On 19 October, the Colombian government reported that 242 medical teams were attacked between January and September 2020, a 63 percent increase over 2019. Attacks ranged from threats and discrimination to injuries to health personnel. According to the Health Ministry of Colombia, about 38 per cent of the cases of aggression against health workers occurred in a context related to the pandemic, with nurses, doctors, ambulance drivers, technicians and assistants being accused of medical negligence or discriminated against for being considered a source of contagion.[102]
On 20 October, the Colombian government announced a ban on public Halloween celebrations on 31 October. According to Health Minister Fernando Ruiz, the decision was reached since there was scientific evidence that parties and gatherings have been the main cause of new COVID-19 infections in Europe, while the high rate of population at risk in the country did not allow to make way for situations in which their lives could be endangered. Moreover, candy-picking tours on streets and shopping malls were deemed to generate supercontagators, spreading the virus as they go from door to door. Lastly, the country was on a downwards yet still fragile trend in the epidemic curve, and celebrations such as Halloween could cause troubles to keep said trend.[103] In addition to this, territorial entities were free to set curfews for the weekend, with several departamental capital cities and intermediate towns such as Bucaramanga, Ibagué, Tunja, Manizales, Armenia, Pereira and Neiva applying the measure.[104]
On 23 October, Vice-president Marta Lucía Ramírez was confirmed to have tested positive for COVID-19, albeit asymptomatic and in good health. The Colombian government stated she had taken the test on Thursday ahead of a planned conference with local governors, and that she was carrying out the corresponding isolation. President Iván Duque, who had her appear on his nightly television broadcast on Monday, was also tested on Thursday, with the result being negative.[105]
On 24 October the country reached 1 million confirmed coronavirus cases, becoming the second country in Latin America to report that number in less than a week, after Argentina,[106] as well as the eighth country in the world to have reached that number. On that day, 8,769 new cases, 198 new deaths, and 5,727 new recoveries were reported for a total of 1,007,711 confirmed cases, 30,000 deaths and 907,379 recoveries.[107]
On 28 October, President Iván Duque announced the extension of the selective isolation stage until 30 November, with the same permissions and restrictions being kept in place through November.[108]
November
[edit]A poll conducted from 9 November to 10 December by the National Administrative Department of Statistics (Dane) found that only half of Colombians wanted to be vaccinated against coronavirus. In Quibdó, 72 percent said they wanted the vaccine, but in Cali, only 43 percent wanted it. Among those who said they did not want the vaccine, most said they feared side effects.[109]
On 25 November, President Iván Duque extended the state of health emergency for 90 additional days until 28 February 2021. The decision was reached since Tunja and cities in the Coffee Axis such as Manizales and Pereira were still going through their first peak of infection, and prevention measures needed to be reinforced ahead of the start of December. The extension of the health emergency also implied the extension of the selective isolation stage for the same period of time, with its involved restrictions.[110]
On 28 November, the National Health Institute (INS) released the preliminary findings of its seroprevalence study aimed at determining a more accurate estimate on the percentage of Colombian population that had already had contact with the novel coronavirus, with or without symptoms. The study was being performed in 10 cities through strategies such as mass, random sampling and blood test analysis on over 20,000 people, with the first findings revealing that nearly 60% of screened people in Leticia (59%) and Barranquilla (57%) had developed coronavirus antibodies, which could indicate they could have already been infected, while in Medellín antibodies were found in nearly one in three people (27%). While those results showed that the country has taken steps heading to a potential herd immunity given that the seroprevalence findings were higher than in other countries, it was also evident that the proportion of the population still susceptible to infection was still high and the containment strategies of the virus were not the best.[111]
December
[edit]On 2 December, former senator Juan José García Romero died of COVID-19 at age 76.[112]

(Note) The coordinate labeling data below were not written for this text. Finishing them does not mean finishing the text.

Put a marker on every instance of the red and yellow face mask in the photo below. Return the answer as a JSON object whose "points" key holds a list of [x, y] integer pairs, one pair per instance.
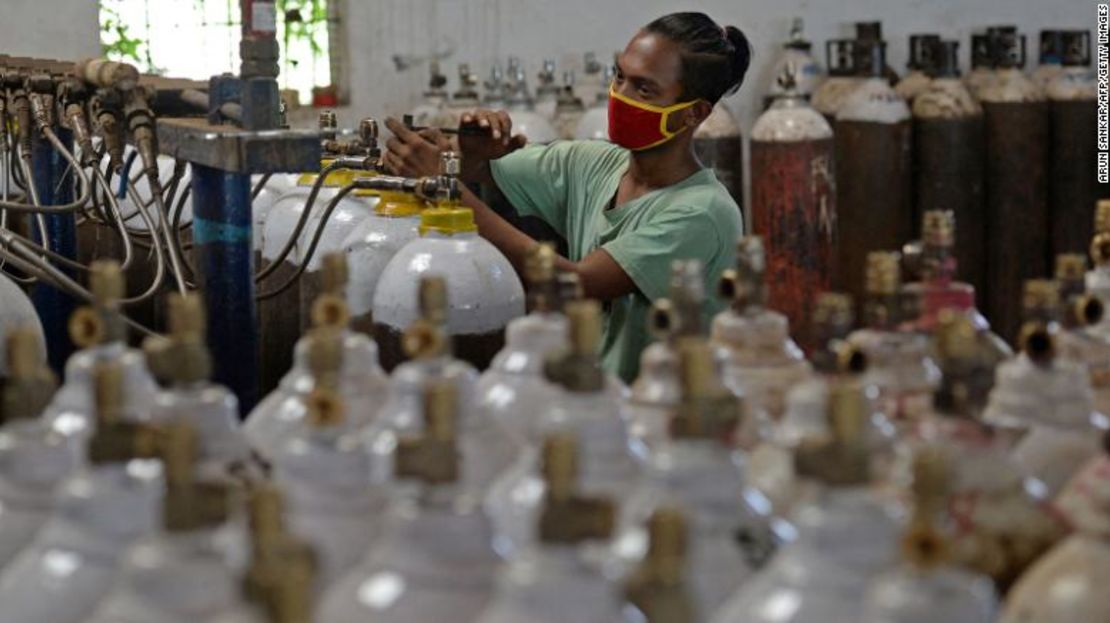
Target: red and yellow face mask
{"points": [[637, 126]]}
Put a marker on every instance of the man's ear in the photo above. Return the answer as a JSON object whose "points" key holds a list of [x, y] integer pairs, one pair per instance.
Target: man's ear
{"points": [[697, 113]]}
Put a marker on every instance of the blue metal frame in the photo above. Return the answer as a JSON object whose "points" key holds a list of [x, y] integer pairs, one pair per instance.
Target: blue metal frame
{"points": [[54, 183], [225, 275]]}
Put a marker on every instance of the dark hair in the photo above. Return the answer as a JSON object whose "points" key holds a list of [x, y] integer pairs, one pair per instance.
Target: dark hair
{"points": [[715, 59]]}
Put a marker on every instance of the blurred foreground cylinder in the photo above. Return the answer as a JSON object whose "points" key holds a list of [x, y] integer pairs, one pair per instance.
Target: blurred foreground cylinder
{"points": [[1016, 118], [874, 173], [948, 161], [794, 202], [1073, 186]]}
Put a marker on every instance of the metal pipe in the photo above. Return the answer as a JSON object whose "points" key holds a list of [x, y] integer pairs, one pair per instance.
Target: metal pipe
{"points": [[222, 255]]}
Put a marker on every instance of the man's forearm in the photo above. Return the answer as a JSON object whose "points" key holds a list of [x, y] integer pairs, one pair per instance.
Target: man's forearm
{"points": [[601, 277]]}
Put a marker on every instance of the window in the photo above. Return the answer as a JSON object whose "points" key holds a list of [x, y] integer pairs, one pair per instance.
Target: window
{"points": [[197, 39]]}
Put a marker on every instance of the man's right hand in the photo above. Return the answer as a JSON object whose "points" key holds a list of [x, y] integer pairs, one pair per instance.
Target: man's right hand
{"points": [[496, 142]]}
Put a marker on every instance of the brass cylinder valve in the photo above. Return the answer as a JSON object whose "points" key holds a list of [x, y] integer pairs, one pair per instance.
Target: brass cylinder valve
{"points": [[883, 283], [182, 358], [432, 456], [746, 287], [330, 309], [657, 588], [100, 322], [30, 383], [833, 321], [426, 338], [189, 504], [577, 368], [115, 439], [924, 544], [1040, 300], [568, 518], [843, 458], [1102, 217], [540, 274], [1038, 341], [281, 574], [707, 409]]}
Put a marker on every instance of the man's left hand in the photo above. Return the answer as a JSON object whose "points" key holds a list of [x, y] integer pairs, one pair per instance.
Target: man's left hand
{"points": [[414, 154]]}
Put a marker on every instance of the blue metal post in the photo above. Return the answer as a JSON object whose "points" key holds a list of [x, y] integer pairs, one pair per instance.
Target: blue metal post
{"points": [[223, 255], [54, 184]]}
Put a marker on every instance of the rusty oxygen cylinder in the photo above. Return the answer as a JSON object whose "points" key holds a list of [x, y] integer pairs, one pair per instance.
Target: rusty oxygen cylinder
{"points": [[922, 66], [1016, 119], [840, 59], [948, 161], [794, 201], [874, 173], [1073, 188]]}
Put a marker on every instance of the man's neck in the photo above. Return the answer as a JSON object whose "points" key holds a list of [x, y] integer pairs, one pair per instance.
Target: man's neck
{"points": [[664, 167]]}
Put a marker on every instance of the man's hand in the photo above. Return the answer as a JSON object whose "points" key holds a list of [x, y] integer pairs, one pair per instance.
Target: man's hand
{"points": [[414, 154], [493, 144]]}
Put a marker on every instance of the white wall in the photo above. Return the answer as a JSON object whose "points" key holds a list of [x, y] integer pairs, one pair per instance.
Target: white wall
{"points": [[481, 31], [52, 29]]}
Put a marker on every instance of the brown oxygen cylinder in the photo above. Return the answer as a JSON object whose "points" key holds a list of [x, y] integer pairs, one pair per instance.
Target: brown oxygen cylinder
{"points": [[922, 66], [794, 201], [1016, 120], [948, 161], [869, 33], [1073, 187], [874, 173], [719, 146], [840, 59]]}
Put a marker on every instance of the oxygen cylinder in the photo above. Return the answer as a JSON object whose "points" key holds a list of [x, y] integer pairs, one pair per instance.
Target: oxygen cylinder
{"points": [[1052, 50], [280, 315], [16, 312], [874, 172], [922, 66], [484, 292], [595, 123], [430, 111], [547, 91], [794, 201], [463, 100], [840, 58], [1016, 118], [867, 33], [522, 108], [797, 52], [948, 161], [719, 146], [982, 64], [568, 108], [1073, 187]]}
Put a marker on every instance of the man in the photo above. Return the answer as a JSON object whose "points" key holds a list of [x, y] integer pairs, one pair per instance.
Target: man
{"points": [[629, 208]]}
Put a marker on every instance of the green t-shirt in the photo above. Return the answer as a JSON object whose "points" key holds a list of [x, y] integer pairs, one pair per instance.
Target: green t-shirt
{"points": [[571, 183]]}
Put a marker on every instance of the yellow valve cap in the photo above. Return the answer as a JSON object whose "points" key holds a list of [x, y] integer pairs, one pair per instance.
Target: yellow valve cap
{"points": [[447, 221], [394, 203]]}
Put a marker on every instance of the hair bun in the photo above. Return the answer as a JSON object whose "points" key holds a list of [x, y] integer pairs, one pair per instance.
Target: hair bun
{"points": [[742, 56]]}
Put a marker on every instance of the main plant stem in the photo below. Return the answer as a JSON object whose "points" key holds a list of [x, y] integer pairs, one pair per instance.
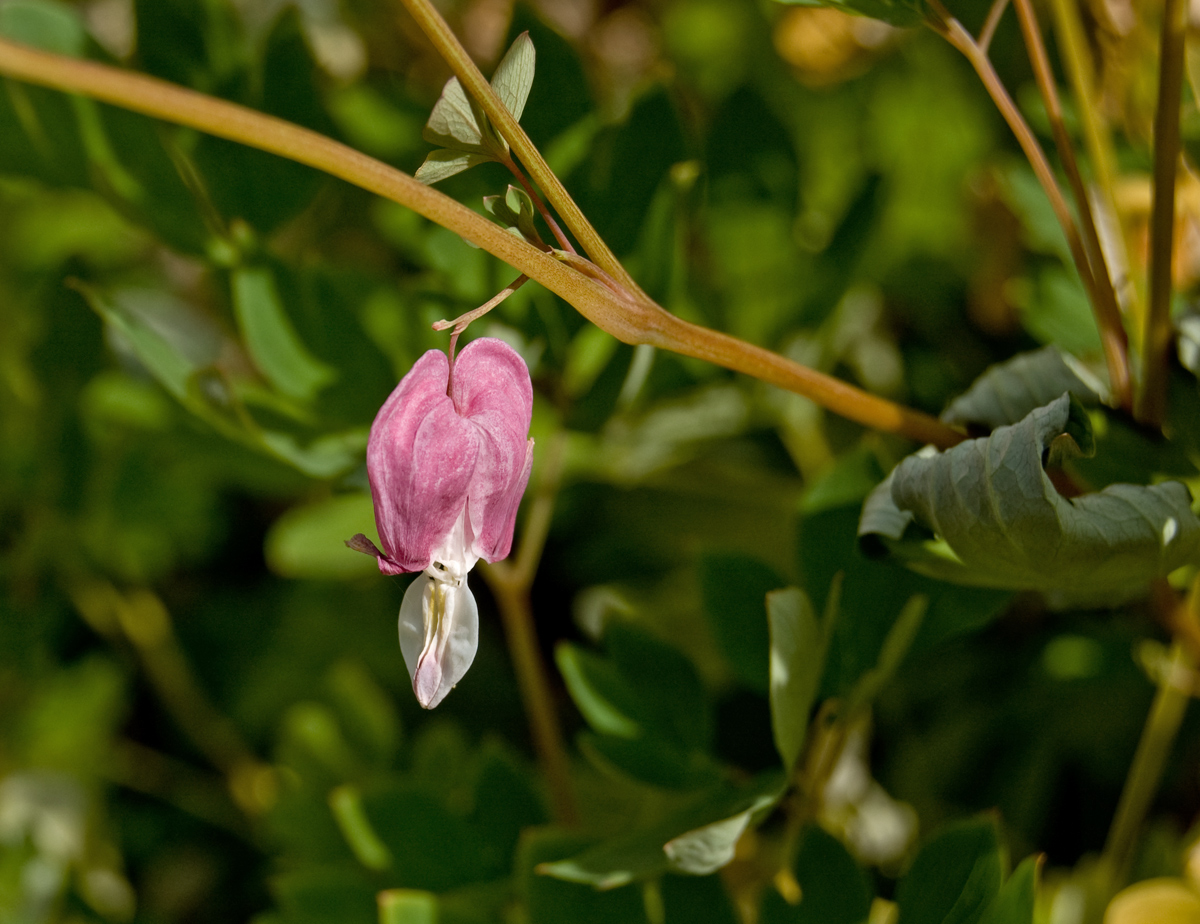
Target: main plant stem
{"points": [[510, 583], [630, 319], [1077, 59], [1156, 342], [1113, 336], [1104, 298], [1146, 772]]}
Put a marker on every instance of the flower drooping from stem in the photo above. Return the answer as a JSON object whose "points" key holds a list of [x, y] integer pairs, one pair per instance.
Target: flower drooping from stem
{"points": [[448, 460]]}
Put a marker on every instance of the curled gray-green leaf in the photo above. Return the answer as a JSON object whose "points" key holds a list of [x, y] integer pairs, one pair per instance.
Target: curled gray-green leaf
{"points": [[1008, 391], [987, 514]]}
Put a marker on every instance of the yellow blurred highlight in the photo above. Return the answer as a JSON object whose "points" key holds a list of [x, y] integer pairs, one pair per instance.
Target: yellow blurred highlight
{"points": [[1155, 901]]}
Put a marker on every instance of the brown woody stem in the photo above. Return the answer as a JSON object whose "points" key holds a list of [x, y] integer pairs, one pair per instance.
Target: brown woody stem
{"points": [[630, 319], [1111, 337], [1156, 342]]}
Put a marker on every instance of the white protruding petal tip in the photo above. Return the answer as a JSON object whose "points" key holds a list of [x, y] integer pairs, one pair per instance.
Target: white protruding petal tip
{"points": [[438, 636]]}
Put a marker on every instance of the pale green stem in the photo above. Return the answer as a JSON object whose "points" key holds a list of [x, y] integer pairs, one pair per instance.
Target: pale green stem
{"points": [[1111, 336], [630, 319], [1104, 297], [1078, 60], [991, 23], [1146, 772], [1156, 342], [510, 583]]}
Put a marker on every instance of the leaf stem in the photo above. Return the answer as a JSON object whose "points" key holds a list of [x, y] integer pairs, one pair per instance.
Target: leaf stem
{"points": [[633, 319], [510, 583], [1104, 298], [1156, 342], [1111, 336], [473, 81]]}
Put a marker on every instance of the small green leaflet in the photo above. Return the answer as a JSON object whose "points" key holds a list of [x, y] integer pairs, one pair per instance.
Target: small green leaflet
{"points": [[515, 211], [697, 839], [459, 124], [987, 514]]}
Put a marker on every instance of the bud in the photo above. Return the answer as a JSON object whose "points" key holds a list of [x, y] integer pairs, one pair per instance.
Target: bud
{"points": [[448, 460]]}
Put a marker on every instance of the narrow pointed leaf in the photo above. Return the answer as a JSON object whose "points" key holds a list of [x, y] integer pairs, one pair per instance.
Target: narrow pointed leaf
{"points": [[987, 514], [797, 657], [1014, 904], [444, 163], [700, 834], [454, 124], [514, 75]]}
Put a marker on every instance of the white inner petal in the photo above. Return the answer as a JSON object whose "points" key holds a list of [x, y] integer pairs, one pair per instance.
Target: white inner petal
{"points": [[453, 558], [438, 636]]}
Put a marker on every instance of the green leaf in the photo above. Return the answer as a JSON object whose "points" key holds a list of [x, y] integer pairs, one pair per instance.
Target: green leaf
{"points": [[551, 900], [455, 121], [997, 520], [432, 847], [515, 211], [895, 646], [346, 803], [444, 163], [643, 687], [599, 690], [955, 876], [307, 541], [652, 760], [735, 591], [897, 12], [514, 75], [323, 457], [1007, 391], [833, 888], [1014, 904], [1055, 309], [706, 850], [127, 312], [696, 900], [45, 24], [317, 894], [697, 838], [407, 906], [271, 339], [670, 696], [797, 655]]}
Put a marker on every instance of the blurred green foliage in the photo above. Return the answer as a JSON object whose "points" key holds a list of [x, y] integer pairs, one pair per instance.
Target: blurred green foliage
{"points": [[204, 715]]}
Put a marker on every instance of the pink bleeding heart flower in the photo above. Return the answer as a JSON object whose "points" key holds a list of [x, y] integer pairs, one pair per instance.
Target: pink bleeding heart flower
{"points": [[448, 460]]}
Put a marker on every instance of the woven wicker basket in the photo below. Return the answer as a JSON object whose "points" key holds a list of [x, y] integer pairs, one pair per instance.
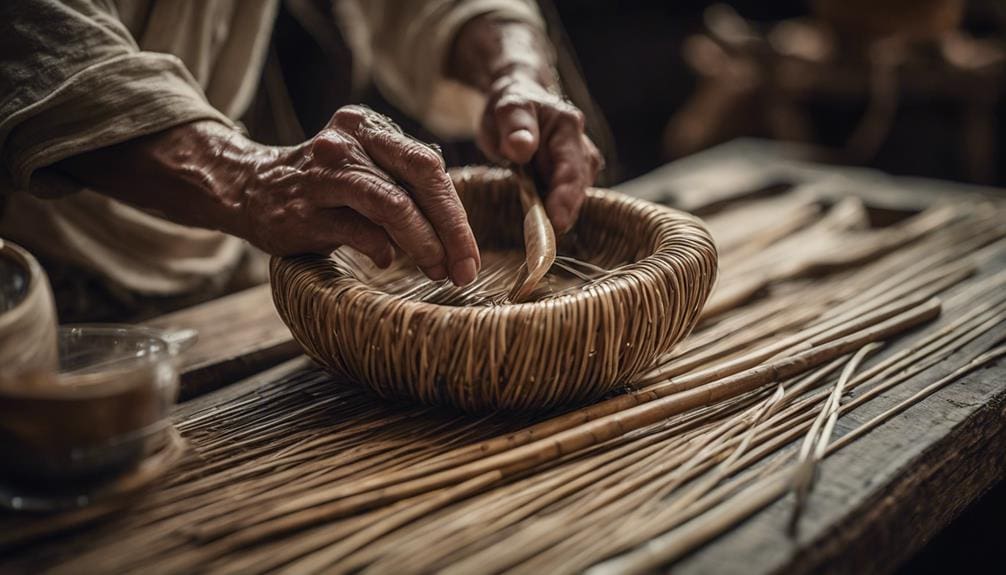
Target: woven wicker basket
{"points": [[560, 349]]}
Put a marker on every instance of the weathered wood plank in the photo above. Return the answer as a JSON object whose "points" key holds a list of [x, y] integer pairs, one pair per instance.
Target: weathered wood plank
{"points": [[879, 500], [239, 335]]}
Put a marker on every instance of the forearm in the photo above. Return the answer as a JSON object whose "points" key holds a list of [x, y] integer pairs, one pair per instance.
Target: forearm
{"points": [[488, 49], [191, 174]]}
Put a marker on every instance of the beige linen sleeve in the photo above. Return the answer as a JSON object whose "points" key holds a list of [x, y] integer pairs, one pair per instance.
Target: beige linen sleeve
{"points": [[404, 44], [73, 79]]}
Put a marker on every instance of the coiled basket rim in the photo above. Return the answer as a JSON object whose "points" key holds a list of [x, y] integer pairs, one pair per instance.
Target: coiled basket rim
{"points": [[677, 237]]}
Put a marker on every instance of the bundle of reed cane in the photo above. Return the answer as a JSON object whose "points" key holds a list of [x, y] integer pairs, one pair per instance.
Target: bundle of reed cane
{"points": [[630, 281]]}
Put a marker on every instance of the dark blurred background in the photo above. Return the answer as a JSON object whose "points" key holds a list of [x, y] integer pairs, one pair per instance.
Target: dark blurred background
{"points": [[907, 86]]}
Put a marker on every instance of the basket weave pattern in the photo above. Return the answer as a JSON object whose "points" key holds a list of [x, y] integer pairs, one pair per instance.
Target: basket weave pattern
{"points": [[569, 348]]}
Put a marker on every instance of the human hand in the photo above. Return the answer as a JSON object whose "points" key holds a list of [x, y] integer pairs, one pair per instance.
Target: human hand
{"points": [[526, 119], [360, 182], [522, 123]]}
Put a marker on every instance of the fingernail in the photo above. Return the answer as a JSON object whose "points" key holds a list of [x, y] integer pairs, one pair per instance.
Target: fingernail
{"points": [[437, 272], [560, 218], [522, 137], [464, 271]]}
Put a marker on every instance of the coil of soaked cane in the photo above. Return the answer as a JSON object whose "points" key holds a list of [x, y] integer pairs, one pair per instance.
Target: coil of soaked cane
{"points": [[578, 338]]}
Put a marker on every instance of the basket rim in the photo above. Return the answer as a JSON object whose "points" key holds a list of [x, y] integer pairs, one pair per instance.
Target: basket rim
{"points": [[365, 296]]}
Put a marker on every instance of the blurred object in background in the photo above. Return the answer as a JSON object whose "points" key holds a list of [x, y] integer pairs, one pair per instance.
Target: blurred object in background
{"points": [[901, 85]]}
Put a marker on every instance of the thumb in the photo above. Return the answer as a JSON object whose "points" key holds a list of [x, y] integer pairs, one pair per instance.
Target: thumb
{"points": [[517, 126]]}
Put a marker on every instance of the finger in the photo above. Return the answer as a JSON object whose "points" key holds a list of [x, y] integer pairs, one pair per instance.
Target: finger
{"points": [[375, 197], [517, 129], [568, 176], [343, 226], [422, 171]]}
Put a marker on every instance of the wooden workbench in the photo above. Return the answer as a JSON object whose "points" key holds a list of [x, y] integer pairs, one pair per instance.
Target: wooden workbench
{"points": [[876, 502]]}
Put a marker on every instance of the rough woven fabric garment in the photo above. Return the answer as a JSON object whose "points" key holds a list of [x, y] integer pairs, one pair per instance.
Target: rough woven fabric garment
{"points": [[80, 74], [401, 45]]}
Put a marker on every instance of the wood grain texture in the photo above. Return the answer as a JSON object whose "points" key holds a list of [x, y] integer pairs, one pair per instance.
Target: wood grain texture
{"points": [[875, 503], [882, 498], [239, 335]]}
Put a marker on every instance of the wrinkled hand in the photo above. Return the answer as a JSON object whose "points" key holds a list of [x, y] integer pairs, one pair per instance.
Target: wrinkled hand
{"points": [[522, 123], [361, 182]]}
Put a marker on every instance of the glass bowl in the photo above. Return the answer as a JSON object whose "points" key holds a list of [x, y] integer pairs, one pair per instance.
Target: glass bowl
{"points": [[65, 435]]}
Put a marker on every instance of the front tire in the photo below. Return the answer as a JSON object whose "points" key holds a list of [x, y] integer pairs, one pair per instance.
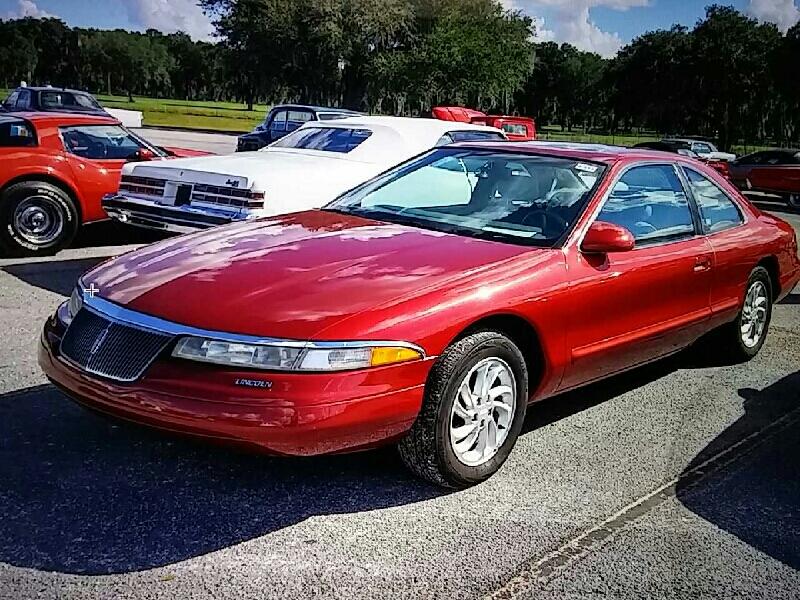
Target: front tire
{"points": [[472, 412], [36, 218], [744, 337]]}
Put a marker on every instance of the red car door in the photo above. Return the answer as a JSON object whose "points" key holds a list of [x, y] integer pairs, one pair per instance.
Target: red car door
{"points": [[96, 155], [633, 307], [734, 257]]}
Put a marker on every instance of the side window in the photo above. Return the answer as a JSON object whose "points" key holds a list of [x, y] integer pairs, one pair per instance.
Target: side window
{"points": [[295, 118], [11, 101], [476, 136], [278, 123], [99, 142], [701, 148], [650, 202], [15, 134], [717, 211], [24, 99]]}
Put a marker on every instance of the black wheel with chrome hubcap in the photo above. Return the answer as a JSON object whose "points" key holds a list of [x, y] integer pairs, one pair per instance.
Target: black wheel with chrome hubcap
{"points": [[36, 218]]}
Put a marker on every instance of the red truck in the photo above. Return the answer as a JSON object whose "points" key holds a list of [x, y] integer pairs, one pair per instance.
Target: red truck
{"points": [[515, 128]]}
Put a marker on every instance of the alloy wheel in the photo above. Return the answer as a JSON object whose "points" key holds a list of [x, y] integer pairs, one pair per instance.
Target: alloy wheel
{"points": [[38, 220], [483, 411], [754, 314]]}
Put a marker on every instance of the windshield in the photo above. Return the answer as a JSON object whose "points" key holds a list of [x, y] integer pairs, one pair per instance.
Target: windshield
{"points": [[101, 142], [516, 198], [326, 139]]}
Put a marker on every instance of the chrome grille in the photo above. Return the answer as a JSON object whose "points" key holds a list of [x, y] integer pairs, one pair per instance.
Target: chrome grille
{"points": [[110, 349]]}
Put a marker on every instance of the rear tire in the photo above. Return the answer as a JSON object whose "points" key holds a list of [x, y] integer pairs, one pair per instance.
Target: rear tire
{"points": [[36, 218], [437, 447], [743, 338]]}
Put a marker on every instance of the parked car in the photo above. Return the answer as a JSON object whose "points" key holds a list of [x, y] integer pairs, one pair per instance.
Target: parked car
{"points": [[306, 169], [50, 99], [284, 119], [684, 148], [704, 149], [54, 169], [428, 306], [771, 171], [518, 129]]}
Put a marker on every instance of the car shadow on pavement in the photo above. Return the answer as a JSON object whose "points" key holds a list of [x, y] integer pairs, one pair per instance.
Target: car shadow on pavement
{"points": [[57, 276], [757, 496], [114, 233], [793, 298], [82, 494]]}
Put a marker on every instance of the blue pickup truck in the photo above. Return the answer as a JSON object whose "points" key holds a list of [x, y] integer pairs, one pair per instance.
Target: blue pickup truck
{"points": [[285, 118]]}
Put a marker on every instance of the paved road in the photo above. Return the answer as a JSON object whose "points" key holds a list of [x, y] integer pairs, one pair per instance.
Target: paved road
{"points": [[218, 143], [679, 480]]}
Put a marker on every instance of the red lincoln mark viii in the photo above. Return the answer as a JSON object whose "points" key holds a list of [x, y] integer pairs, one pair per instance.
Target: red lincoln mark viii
{"points": [[55, 168], [427, 307]]}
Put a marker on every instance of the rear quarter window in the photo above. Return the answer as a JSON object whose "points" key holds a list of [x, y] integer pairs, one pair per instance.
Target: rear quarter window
{"points": [[327, 139], [16, 134]]}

On 18 December, the Colombian government announced the plan for COVID-19 vaccination to be carried out during 2021, after having secured 40 million doses from Pfizer and AstraZeneca.[113] According to the schedule presented by the government, mass vaccination would begin in February and would be divided into five stages. The first stage will cover all front-line health and support workers, as well as people aged over 80, who are considered the segment of the population at the highest risk. The second stage will cover health workers in the second and third lines of attention, as well as people aged 60 to 79, while the third stage will cover inhabitants aged 16 to 60 with comorbidities as well as the entirety of elementary and high school teachers, to ensure the return of students to face-to-face classes. The first three stages will make up the first phase, in which the objective will be reducing mortality and severe case incidence rates from COVID-19, as well as protecting health workers. The second phase, comprising the last two stages, will be aimed at reducing infection rates to reach herd immunity and will cover institutional caregivers and population involved in risky occupations and situations, as well as the people aged 16 and 60 without comorbidities. To achieve herd immunity, the government expects to vaccinate roughly 70% of the Colombian population, or 35,734,649 people. People who have already suffered the disease, nearly 1.5 million as of that day, will not be included in the vaccination plan, nor will be children under 16 as vaccine tests performed until now have not covered that segment of the population. In all, around 34 million Colombians will be eligible to be vaccinated.[114]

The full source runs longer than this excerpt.